Cheeses: Generally it’s a good idea to match soft cheeses with white wines, and hard cheeses with red wines, although some matches still present issues. For instance, blue cheese works best with Champagne or sparkling wines. If you’d rather have red with it, go for something earthy or herbal, such as a Chinon from France, or an Oregon pinot noir. There is also a famous odoriferous soft cheese called Époisses. Pair this with a sweet wine, such as Sauternes from Bordeaux or the Chenin-Blanc-based wines from the Loire region of France.

Chocolate: Many people pair California cabernet with chocolate. This usually works because the wine is packed to the rafters with sweet fruit, if not residual sugar. However, probably the best combinations are Port or a late harvest red wine, such as granache, cabernet franc, or syrah because the sweetness and texture will mimic those of the chocolate.

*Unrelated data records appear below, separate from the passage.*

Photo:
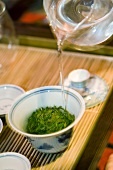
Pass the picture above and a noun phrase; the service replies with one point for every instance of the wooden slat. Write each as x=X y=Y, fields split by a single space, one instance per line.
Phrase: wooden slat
x=30 y=68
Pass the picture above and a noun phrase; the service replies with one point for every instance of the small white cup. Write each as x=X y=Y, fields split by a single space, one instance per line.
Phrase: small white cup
x=78 y=78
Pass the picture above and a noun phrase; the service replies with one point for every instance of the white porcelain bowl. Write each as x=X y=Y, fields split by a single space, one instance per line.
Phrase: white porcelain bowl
x=42 y=97
x=14 y=161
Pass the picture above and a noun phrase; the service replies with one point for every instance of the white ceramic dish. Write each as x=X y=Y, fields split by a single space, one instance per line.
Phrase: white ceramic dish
x=14 y=161
x=1 y=125
x=8 y=93
x=43 y=97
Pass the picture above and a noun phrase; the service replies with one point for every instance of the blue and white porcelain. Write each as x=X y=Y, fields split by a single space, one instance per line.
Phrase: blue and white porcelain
x=42 y=97
x=14 y=161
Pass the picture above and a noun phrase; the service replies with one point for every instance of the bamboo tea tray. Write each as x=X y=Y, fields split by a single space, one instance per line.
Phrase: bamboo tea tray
x=29 y=68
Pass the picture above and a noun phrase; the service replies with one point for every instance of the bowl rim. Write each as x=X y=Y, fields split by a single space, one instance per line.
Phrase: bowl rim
x=66 y=89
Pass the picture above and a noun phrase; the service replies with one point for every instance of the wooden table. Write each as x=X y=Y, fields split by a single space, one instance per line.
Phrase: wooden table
x=30 y=68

Fruit-based desserts: This can be more difficult. Desserts such as pies, galettes, and tarts that contain fresh or frozen fruit require just the “perception” of sweetness in the wine, in order to preserve the fruitiness in the dessert. Rieslings from Alsace or Germany (Spatlese or Auslese), Moscato d’Asti from Italy, or Sauternes from Bordeaux, and the Chenin-Blanc-based wines from the Loire are perfectly suited for these desserts. Alternatively, some domestic options also include Moscato d’Asti, ice wine, rieslings, and gewürztraminers.

As we’ve discussed, there really is no right or wrong way to pair food and wine, since our senses of taste and smell differ widely. These are merely suggestions. So, get out there and experiment. And, don’t forget to report back to us with your discoveries.